Digital Ocean DNS is Susceptible to Domain Squatting
I’ve run about 10 websites on Digital Ocean over the last 10 years.
Last year I took down a website from Digital Ocean App Platform. I destroyed the instance, but left the DNS records for the domain using Digital Ocean’s nameservers.
I guess an attacker noticed that the DNS was still using Digital Ocean’s nameservers but wasn’t serving up a page.
I removed the domain from my Digital Ocean account.
The attacker added the domain to their account, and was able to redirect the domain that I own to their own website.
I didn’t notice for a while, but eventually I changed the DNS. Then I decided to re-register the domain on Digital Ocean.
That’s when I realized how they hijacked my domain.
I couldn’t add the domain to my account. Since domains are unique, Digital Ocean only allows one account to register a domain. Which makes sense.
But I own the domain!
So I contacted support, they responded pretty quickly, and they made me verify my ownership of the domain. After that they removed the domain from the other account and I could use it.
But during this process, I wish it would have been more obvious that my domain was being hijacked.
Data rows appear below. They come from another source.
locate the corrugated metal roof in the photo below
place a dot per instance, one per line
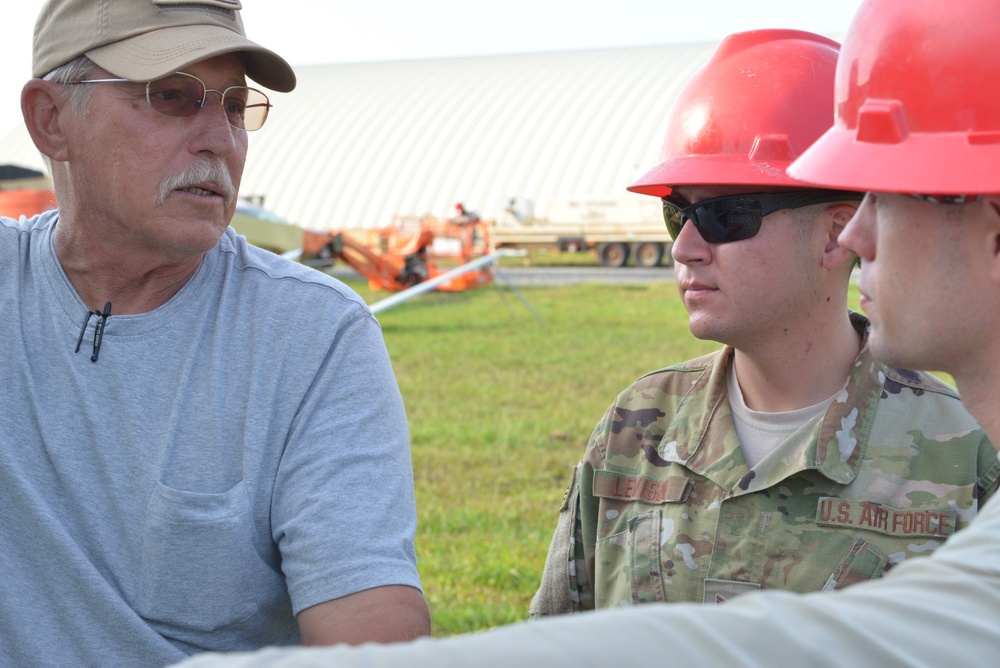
(356, 144)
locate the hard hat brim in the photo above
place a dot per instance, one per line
(914, 165)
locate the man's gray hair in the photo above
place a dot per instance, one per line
(79, 68)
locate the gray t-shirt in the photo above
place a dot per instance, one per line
(232, 457)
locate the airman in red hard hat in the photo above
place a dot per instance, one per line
(746, 431)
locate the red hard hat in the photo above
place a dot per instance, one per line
(762, 99)
(917, 101)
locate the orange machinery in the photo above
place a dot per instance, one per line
(26, 201)
(396, 258)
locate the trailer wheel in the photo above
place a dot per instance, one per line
(648, 253)
(613, 254)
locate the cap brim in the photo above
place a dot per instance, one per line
(709, 170)
(161, 52)
(946, 163)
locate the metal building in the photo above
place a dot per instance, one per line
(357, 144)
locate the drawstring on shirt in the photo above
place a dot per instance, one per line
(102, 318)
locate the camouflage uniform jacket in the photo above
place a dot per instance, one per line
(664, 508)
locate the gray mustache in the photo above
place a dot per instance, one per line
(200, 174)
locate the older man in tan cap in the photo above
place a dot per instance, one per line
(203, 445)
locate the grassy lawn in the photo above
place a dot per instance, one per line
(500, 409)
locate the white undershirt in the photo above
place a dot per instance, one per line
(760, 432)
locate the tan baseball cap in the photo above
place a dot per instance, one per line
(143, 40)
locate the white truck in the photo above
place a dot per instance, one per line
(617, 229)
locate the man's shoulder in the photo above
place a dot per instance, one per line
(680, 372)
(917, 382)
(267, 271)
(670, 384)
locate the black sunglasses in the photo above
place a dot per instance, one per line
(728, 218)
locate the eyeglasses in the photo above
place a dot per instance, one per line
(728, 218)
(182, 95)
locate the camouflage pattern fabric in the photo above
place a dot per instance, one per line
(666, 508)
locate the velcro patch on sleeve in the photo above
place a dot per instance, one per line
(916, 522)
(624, 487)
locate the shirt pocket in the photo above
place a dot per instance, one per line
(636, 551)
(196, 559)
(862, 562)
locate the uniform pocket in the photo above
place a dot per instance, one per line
(196, 559)
(644, 558)
(862, 562)
(628, 570)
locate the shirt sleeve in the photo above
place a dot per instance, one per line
(564, 579)
(343, 511)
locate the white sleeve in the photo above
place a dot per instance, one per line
(943, 610)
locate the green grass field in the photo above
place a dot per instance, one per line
(500, 409)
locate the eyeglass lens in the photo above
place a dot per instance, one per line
(184, 95)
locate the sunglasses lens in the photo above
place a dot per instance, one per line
(737, 218)
(673, 216)
(718, 220)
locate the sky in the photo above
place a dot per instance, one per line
(307, 32)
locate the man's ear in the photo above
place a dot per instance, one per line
(42, 107)
(832, 222)
(991, 209)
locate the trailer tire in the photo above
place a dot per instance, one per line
(648, 253)
(612, 254)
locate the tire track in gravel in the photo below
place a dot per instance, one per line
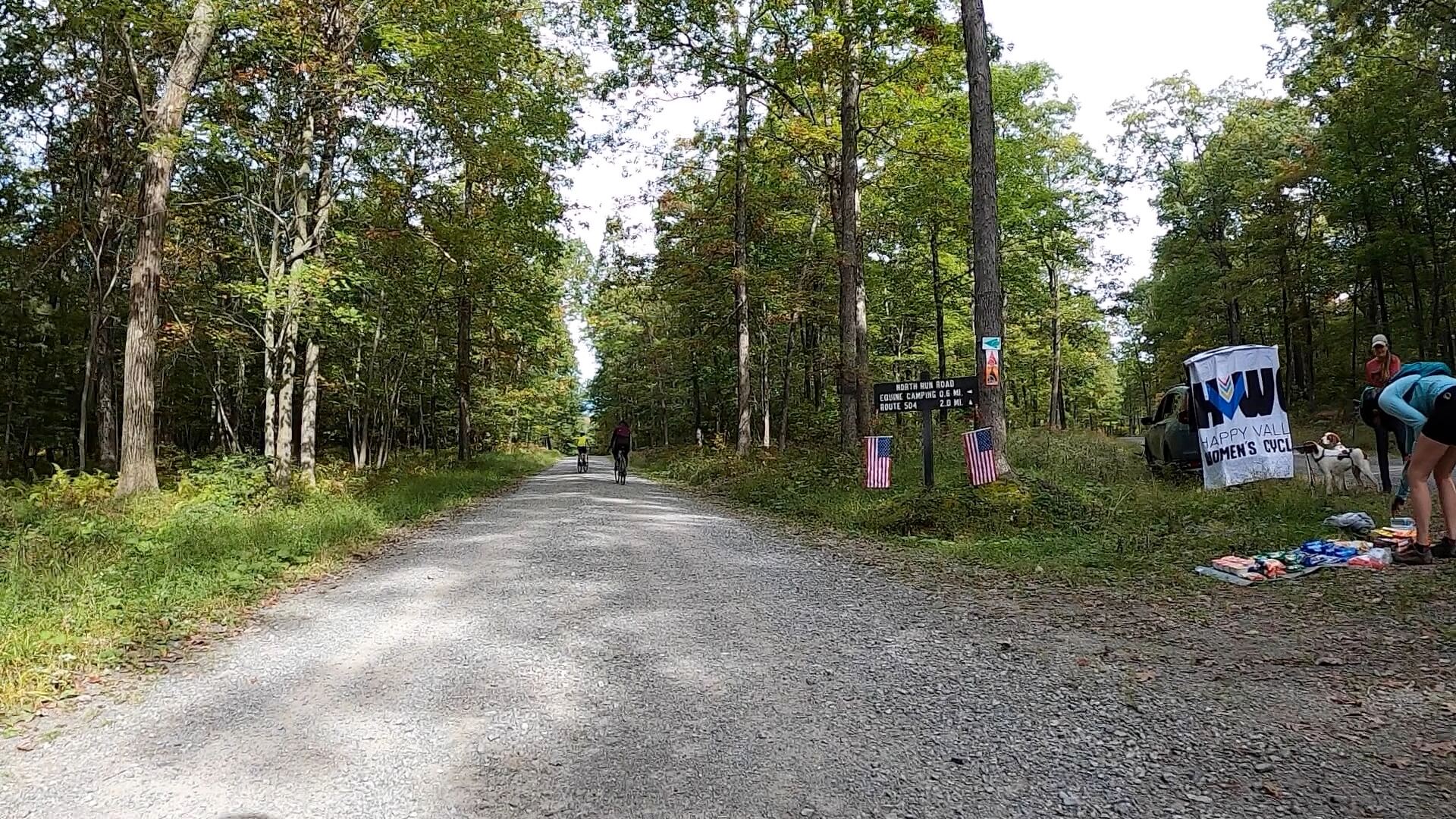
(584, 649)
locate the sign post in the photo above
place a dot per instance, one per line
(925, 397)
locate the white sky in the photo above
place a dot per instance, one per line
(1104, 50)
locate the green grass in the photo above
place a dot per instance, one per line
(88, 582)
(1082, 507)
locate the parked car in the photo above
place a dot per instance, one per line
(1169, 439)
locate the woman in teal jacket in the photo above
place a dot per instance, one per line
(1426, 404)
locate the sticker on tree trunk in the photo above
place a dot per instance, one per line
(990, 373)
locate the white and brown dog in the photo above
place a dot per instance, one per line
(1332, 460)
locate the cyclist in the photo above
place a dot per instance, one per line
(620, 445)
(1423, 398)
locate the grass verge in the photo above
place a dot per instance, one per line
(88, 582)
(1082, 507)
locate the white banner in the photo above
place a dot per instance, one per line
(1238, 414)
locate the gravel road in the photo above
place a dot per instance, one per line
(588, 651)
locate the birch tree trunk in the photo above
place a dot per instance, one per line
(851, 295)
(1057, 411)
(308, 433)
(139, 450)
(740, 246)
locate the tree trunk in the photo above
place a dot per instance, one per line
(1056, 414)
(465, 316)
(139, 453)
(740, 246)
(846, 237)
(270, 387)
(105, 400)
(984, 224)
(308, 431)
(938, 293)
(698, 397)
(287, 372)
(764, 385)
(786, 391)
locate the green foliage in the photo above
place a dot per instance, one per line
(1084, 506)
(1310, 222)
(661, 325)
(88, 582)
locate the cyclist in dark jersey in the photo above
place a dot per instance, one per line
(620, 439)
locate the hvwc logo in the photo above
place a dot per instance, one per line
(1251, 392)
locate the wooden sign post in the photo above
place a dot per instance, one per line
(925, 397)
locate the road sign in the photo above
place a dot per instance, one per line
(925, 394)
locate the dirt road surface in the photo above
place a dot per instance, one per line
(588, 651)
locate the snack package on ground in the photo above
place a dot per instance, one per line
(1269, 567)
(1234, 564)
(1375, 558)
(1357, 522)
(1329, 548)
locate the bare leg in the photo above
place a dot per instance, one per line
(1448, 490)
(1423, 463)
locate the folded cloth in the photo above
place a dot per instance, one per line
(1353, 521)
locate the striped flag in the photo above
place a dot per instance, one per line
(877, 463)
(981, 457)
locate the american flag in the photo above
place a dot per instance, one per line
(877, 463)
(981, 457)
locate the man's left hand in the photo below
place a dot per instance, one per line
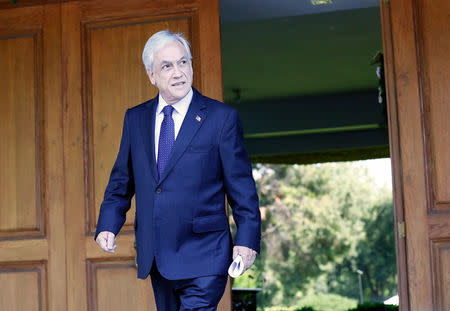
(248, 255)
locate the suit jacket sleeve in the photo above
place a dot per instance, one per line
(239, 183)
(120, 189)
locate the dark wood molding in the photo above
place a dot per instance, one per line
(93, 265)
(38, 267)
(440, 253)
(396, 153)
(39, 124)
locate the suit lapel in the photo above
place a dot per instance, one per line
(148, 134)
(194, 118)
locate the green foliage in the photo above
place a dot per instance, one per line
(375, 307)
(320, 223)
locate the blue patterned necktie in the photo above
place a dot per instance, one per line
(166, 138)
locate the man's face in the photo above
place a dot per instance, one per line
(172, 72)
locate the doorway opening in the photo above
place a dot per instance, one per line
(307, 79)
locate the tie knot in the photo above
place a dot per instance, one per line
(168, 110)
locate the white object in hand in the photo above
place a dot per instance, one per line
(237, 267)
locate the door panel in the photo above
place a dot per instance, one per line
(32, 245)
(418, 68)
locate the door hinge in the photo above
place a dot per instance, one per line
(401, 229)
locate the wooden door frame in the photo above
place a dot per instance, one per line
(395, 153)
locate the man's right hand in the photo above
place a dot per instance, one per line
(107, 241)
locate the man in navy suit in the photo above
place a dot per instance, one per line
(180, 153)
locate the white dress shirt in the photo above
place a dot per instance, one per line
(179, 112)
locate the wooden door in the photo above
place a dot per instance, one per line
(417, 47)
(103, 76)
(32, 232)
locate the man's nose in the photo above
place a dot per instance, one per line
(177, 72)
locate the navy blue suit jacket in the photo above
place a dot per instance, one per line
(180, 217)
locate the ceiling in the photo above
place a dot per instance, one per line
(278, 49)
(299, 72)
(243, 11)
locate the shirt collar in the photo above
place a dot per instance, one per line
(180, 106)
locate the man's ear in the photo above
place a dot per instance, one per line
(151, 76)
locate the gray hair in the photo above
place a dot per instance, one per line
(157, 41)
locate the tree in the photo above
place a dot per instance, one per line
(318, 222)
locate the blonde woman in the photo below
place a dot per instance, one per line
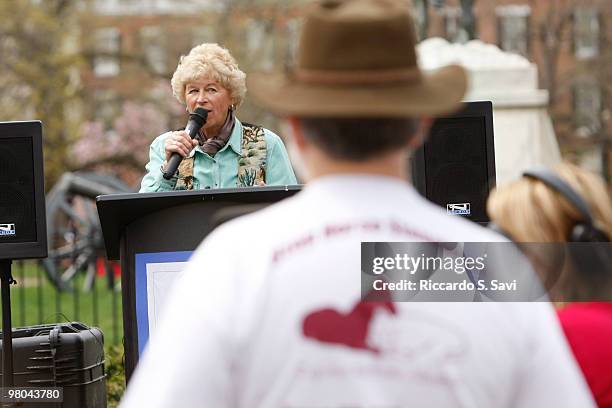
(538, 209)
(227, 153)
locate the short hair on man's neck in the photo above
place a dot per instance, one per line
(359, 139)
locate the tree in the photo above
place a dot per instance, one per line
(39, 71)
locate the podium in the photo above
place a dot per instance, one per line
(152, 231)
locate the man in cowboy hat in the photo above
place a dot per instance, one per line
(284, 325)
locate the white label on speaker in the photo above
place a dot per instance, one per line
(7, 230)
(458, 209)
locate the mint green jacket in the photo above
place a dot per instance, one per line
(220, 171)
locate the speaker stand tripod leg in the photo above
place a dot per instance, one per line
(7, 328)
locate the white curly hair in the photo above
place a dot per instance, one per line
(212, 61)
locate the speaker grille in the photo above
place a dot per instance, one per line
(456, 164)
(17, 197)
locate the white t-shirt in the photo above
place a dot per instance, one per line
(238, 330)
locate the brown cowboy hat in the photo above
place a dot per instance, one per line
(356, 58)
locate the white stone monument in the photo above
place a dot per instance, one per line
(524, 135)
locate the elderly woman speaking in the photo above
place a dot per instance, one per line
(226, 153)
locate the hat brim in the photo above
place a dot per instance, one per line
(437, 93)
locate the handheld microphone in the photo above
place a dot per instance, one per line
(197, 119)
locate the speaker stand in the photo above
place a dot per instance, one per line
(7, 327)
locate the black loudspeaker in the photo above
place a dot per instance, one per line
(22, 196)
(63, 355)
(455, 168)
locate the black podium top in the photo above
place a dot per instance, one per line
(116, 211)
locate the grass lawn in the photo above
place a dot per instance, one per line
(34, 300)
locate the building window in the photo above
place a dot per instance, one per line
(588, 103)
(153, 46)
(107, 105)
(586, 32)
(513, 28)
(292, 31)
(107, 46)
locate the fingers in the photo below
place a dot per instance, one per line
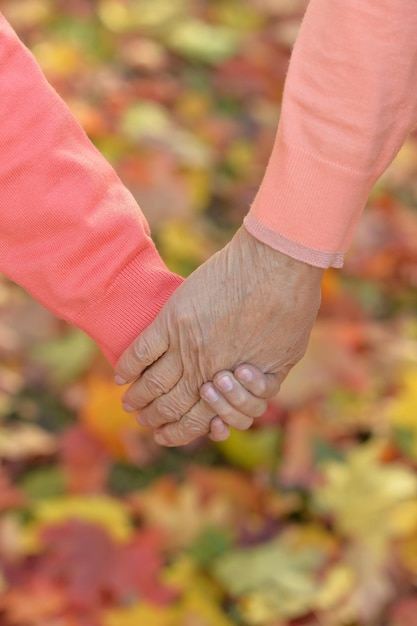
(219, 431)
(236, 404)
(194, 424)
(151, 344)
(171, 406)
(256, 382)
(226, 411)
(156, 381)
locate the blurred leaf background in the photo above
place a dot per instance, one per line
(310, 518)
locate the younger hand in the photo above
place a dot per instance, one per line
(238, 398)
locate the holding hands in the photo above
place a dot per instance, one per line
(247, 304)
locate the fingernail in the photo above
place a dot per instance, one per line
(210, 394)
(245, 375)
(141, 420)
(159, 439)
(225, 383)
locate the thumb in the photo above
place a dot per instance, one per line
(152, 343)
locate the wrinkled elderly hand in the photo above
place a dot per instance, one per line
(247, 304)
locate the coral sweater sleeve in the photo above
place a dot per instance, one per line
(350, 100)
(70, 232)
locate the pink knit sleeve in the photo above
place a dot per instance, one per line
(70, 233)
(349, 102)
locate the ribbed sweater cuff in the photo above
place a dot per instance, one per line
(307, 207)
(131, 303)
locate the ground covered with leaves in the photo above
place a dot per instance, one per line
(310, 518)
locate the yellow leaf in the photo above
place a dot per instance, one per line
(101, 510)
(252, 449)
(140, 614)
(23, 441)
(403, 519)
(200, 601)
(337, 584)
(180, 510)
(273, 580)
(58, 58)
(402, 413)
(362, 495)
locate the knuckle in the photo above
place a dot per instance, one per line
(193, 427)
(167, 410)
(153, 386)
(260, 408)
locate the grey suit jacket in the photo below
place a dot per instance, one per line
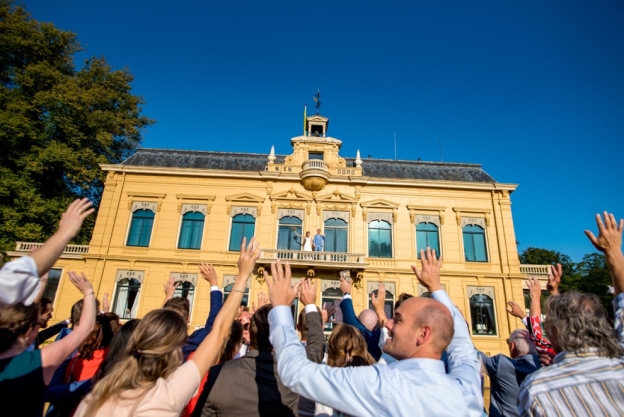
(250, 386)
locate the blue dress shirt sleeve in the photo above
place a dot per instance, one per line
(463, 359)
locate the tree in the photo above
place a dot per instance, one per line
(57, 124)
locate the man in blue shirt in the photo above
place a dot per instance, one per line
(416, 384)
(319, 241)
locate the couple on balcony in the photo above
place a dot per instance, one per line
(310, 245)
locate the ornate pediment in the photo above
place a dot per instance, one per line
(244, 198)
(337, 197)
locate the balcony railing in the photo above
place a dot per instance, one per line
(69, 249)
(313, 258)
(315, 164)
(535, 269)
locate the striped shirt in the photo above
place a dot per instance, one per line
(577, 384)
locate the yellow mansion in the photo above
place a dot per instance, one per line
(165, 211)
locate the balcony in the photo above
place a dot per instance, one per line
(315, 259)
(314, 174)
(70, 251)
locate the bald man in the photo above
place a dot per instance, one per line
(416, 384)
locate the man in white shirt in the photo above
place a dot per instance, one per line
(416, 384)
(19, 279)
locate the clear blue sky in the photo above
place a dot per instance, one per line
(534, 91)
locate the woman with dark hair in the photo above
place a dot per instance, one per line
(87, 361)
(117, 349)
(25, 375)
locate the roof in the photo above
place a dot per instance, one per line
(379, 168)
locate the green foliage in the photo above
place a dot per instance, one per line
(591, 275)
(57, 124)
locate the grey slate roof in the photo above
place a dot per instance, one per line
(380, 168)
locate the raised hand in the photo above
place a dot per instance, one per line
(208, 273)
(379, 300)
(609, 238)
(105, 303)
(81, 282)
(345, 286)
(307, 292)
(280, 291)
(248, 256)
(169, 288)
(554, 278)
(71, 220)
(429, 277)
(515, 310)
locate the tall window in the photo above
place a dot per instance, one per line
(127, 298)
(427, 236)
(192, 230)
(482, 315)
(379, 239)
(289, 228)
(185, 289)
(228, 289)
(474, 243)
(336, 234)
(388, 304)
(332, 296)
(54, 277)
(243, 225)
(141, 228)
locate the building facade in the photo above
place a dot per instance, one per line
(165, 211)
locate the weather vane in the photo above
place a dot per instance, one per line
(317, 100)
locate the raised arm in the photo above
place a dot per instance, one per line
(609, 242)
(378, 301)
(55, 353)
(315, 343)
(208, 352)
(463, 362)
(69, 226)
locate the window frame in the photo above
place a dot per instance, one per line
(201, 242)
(128, 230)
(391, 239)
(229, 241)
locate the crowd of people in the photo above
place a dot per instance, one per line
(256, 362)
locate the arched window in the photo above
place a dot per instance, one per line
(192, 230)
(127, 298)
(427, 236)
(482, 314)
(185, 289)
(379, 239)
(388, 304)
(336, 235)
(243, 225)
(474, 243)
(228, 289)
(141, 228)
(289, 230)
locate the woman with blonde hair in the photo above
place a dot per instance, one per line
(152, 381)
(346, 347)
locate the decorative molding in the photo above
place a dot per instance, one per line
(473, 290)
(129, 274)
(417, 209)
(336, 214)
(290, 212)
(143, 205)
(252, 211)
(374, 285)
(387, 217)
(466, 211)
(185, 277)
I can understand that they want no friction to adding new domains to have sasy onboarding for less technically sophisticated users. But I would propose the following changes to better secure Digital Ocean from this kind of attack:
-
Require any domain that has previously used Digital Ocean to verify before being added to a new account.
-
If you try to add a domain to your account, make it clear that the domain is in another user’s account and provide a link to the process to claim the domain.
Ideally, services should not let you use a domain with them until you verify ownership via a TXT record.
When a service acts as a steward for DNS redirects, they should be responsible to prevent hijacking via verified domain ownership.